My dissertation project, which re-envisions avian evolution using a map-based metaphor, is viewable here (spring 2012)
This pdf is my contribution to Blituri: a group course project on the remediation of expression by changing writing technologies.
Diachronic Analysis of Writing Technologies (fall 2008)
This graphic, illustrating historical shifts in expression within different societies, was developed as a course assignment.
Walter Ong’s Orality and Literacy is an influential publication in the field of Texts and Technology. It explores the psychological, social, and expressive changes that occur as a result of changing writing technologies. Ong defines four stages in expression within societies: primary orality, scribal culture, print culture, and secondary orality (a mix of print and oral cultures arising from interactive electronic technologies).
This class assignment was to represent these shifts in a timeline form. While Ong primarily focuses on Western cultures in his book, I chose to incorporate developments in other regions into my graphic.
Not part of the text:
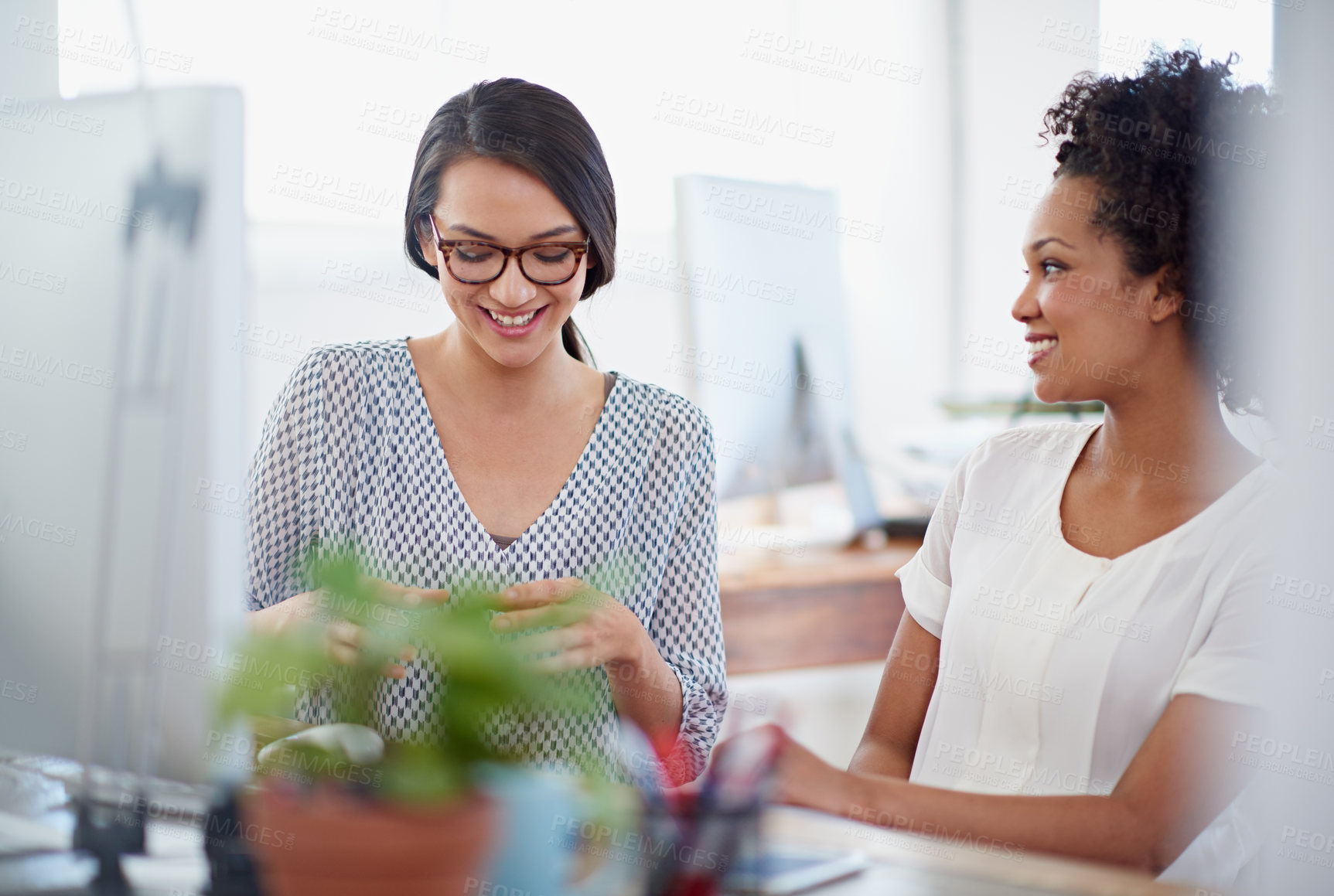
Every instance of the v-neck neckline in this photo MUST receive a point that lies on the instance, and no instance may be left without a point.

Dates in the timeline are approximate. (Below is a snapshot of the timeline; for the entire file as a pdf, click here.)
Pacific island ecology conceptual models (2004-06)
The following conceptual models were created from 2004-2006 while I was employed by the National Park Service for the Inventory and Monitoring Program. These images can be found in the Pacific Island Network monitoring plan.
Anchialine pools are unique brackish-water ecosystems found in Hawaii. They are fed by both fresh and salty groundwater seeping through porous rock, and their water level fluctuates with the tides.
Anchialine pools provide habitat to several unique species of plants and animals, including threatened damselflies and shrimp. They are also an important traditional cultural resource, because they often provide the only reliable source of fresh water in dry, rocky coastal plains.
Today, these pools are threatened by polluted groundwater, coastal development, excessive pumping of groundwater, and invasive species which threaten their delicate ecological balance.
Damselflies and predation:
The aquatic larvae of native Hawaiian damselflies have evolved over millions of years to escape from native stream fish by swimming away from stream bottoms, where the native fish feed.
However, invasive introduced fish have different feeding strategies: when damselfly larvae try to escape them by swimming upward, the fish follow and eat them. This is one of the major reasons why damselflies are threatened in Hawaiian streams.
Pacific Island ecosystems:
Contrary to popular images of Pacific islands consisting of only sandy beaches or wet lowland forests, there is a huge diversity of climate and ecosystem types. The major factors that determine what types of ecosystem exist on an island are the island’s elevation and the direction that the rain-bringing trade winds come from.
This diagram shows the many types of ecosystems that can be found on Pacific islands. While not all islands have all ecosystems, the tallest islands of Hawaii and Maui have most of them.